Dementia is a neurocognitive disorder characterized by a slow gradual onset of reduced ability to reason and make sound judgments, loss of social skills, and development of regressed or antisocial behaviors.2 Common forms of dementia include Alzheimer’s disease, frontotemporal lobe or Pick’s disease, Lewy body dementia, vascular dementia, Parkinson disease, Creutzfeldt-Jakob disease, and Wernicke-Korsakoff syndrome. Signs and symptoms of dementia include memory loss, executive dysfunction, wandering, abnormal gait, falls, impaired visual spatial ability, apraxia, agnosia, and depression.3,4

Depression is a mood disorder characterized by a slow gradual onset that can cause cognitive issues and affects the way an individual feels and behaves.3 Depression can be classified as clinical depression or depressed mood depending on the presentation and duration of symptoms. Common signs and symptoms of depression include persistent feelings of sadness, withdrawal, unexplained weight loss or gain, sleep disturbance, anxiety, fatigue, trouble concentrating, and thoughts of death or suicide.3,5 Psychiatrist Dr. Bonnie Wiese states, “older persons may demonstrate apathy, fatigue, somatic complaints, sleep disturbances, anger out of proportion to incident, and other atypical presentations rather than tearfulness or sadness.”5 These atypical presentations should be considered when working with the older adult population.

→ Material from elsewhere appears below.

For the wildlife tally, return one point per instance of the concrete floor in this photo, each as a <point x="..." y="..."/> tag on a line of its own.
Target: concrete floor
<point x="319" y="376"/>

As clinical professionals, it is our duty to identify these signs and symptoms as early as possible. Recognizing the onset, duration, and course of these symptoms will help in determining if they are caused by delirium, dementia, or depression. If symptoms fall outside of your professional scope of practice, a referral should be made to the patient’s primary care physician, neurologist, or neuropsychologist.

References

  1. US Department of Health and Human Services. CMS statistics. Washington, DC: Centers for Medicare and Medicaid Services; 2004. (publication no. 03445)
  2. Staples W, Heitzman J, Kegelmeyer D. Geriatric Physical Therapy. New York: McGraw-Hill; 2016.
  3. Marshall, Katherine DNP, NP, PMHCNS-BC, CNE; Hale, Deborah MSN, RN, ACNS-BC Delirium, Dementia, and Depression, Home Healthcare Now: October 2017 - Volume 35 - Issue 9 - p 515-516
  4. Fong TG, Tulebaev SR, Inouye SK. Delirium in elderly adults: diagnosis, prevention and treatment. Nat Rev Neurol. 2009;5(4):210-220. doi:10.1038/nrneurol.2009.24
  5. Harris M. Cognitive Issues: Decline, Delirium, Depression, Dementia. Nurs Clin North Am. 2017;52(3):363-374.